Soc. 9 mars 2011 n° 10-11.581 FS-P+B+R+I
Globalement fidèle à l’accord national interprofessionnel (ANI) du 11 janvier 2008 de modernisation
du marché du travail, la loi éponyme n° 2008-596 du 25 juin 2008 s’en était écartée sur quelques
points. Tandis que les partenaires sociaux avaient précisé dans l’article 12 de cet accord que « les
ruptures conventionnelles ne doivent pas porter atteinte aux procédures de licenciements collectifs
pour cause économique engagées par l’entreprise », le législateur avait modifié la rédaction de
l’alinéa 2 de l’article L. 1233-3 du code du travail, précisant que les dispositions relatives au
licenciement pour motif économique sont applicables à toute rupture du contrat de travail résultant
d’une cause économique, « à l’exclusion de la rupture conventionnelle ». Il résultait de cette
exclusion que les ruptures conventionnelles, même lorsqu’elles ont une cause économique, n’ont
pas à être prises en compte pour apprécier si les seuils de déclenchement des procédures de
licenciement collectif pour motif économique et de l’obligation d’élaborer un plan de sauvegarde de
l’emploi sont atteints. Comme cela a été fort justement souligné, l’exclusion était tout à fait
contestable en tant qu’elle offrait à l’employeur le moyen d’éluder le droit du licenciement pour
motif économique en recourant en tout ou en partie à la rupture conventionnelle, moyennant le
versement d’indemnités de rupture élevées, plutôt qu’au licenciement (A. Fabre, Rupture
conventionnelle et champ du licenciement pour motif économique : une exclusion troublante, RDT
2008. 653). L’administration s’en était d’ailleurs émue et avait invité ses agents à la plus grande
vigilance (Instruction DGT n° 02, 23 mars 2010 ; V. A. Fabre, Ruptures conventionnelles et
suppressions d’emplois pour motif économique : possibilité offerte par la loi ou fraude à la loi ?, RDT
2010. 369).
Le présent arrêt rendu par la chambre sociale le 9 mars 2011 sonne le glas de cette exclusion.

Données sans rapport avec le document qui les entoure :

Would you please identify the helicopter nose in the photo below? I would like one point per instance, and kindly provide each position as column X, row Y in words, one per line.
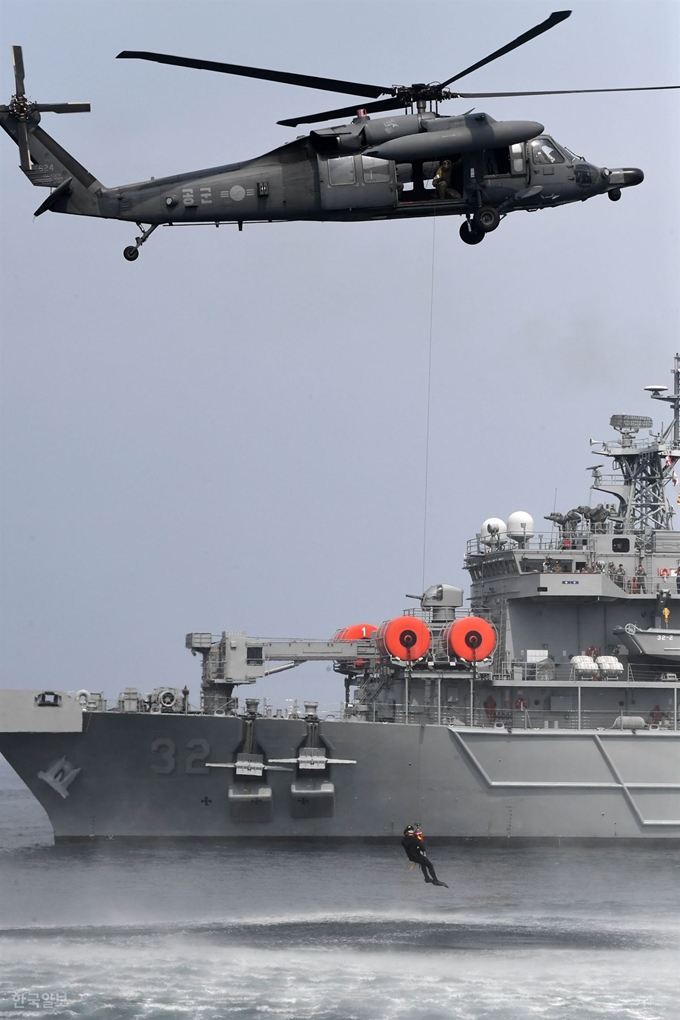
column 624, row 177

Visant les articles L. 1233-3, alinéa 2, du code du travail et 12 de l’ANI du 11 janvier 2008,
appliqués à la lumière de la directive n° 98/59/CE du 20 juillet 1998, la haute juridiction indique que
« lorsqu’elles ont une cause économique et s’inscrivent dans un processus de réduction des
effectifs dont elles constituent la ou l’une des modalités, les ruptures conventionnelles doivent être
prises en compte pour déterminer la procédure d’information et de consultation des représentants
du personnel applicable ainsi que les obligations de l’employeur en matière de plan de sauvegarde
de l’emploi ». La solution est assurément opportune étant donnée la pertinence des critiques dont
cette exclusion fait l’objet.
Les choses sont toutefois plus complexes sur le plan strictement juridique. La conformité de
l’exclusion avec les dispositions de la directive du 20 juillet 1998 prêtait, il est vrai, à discussion (A.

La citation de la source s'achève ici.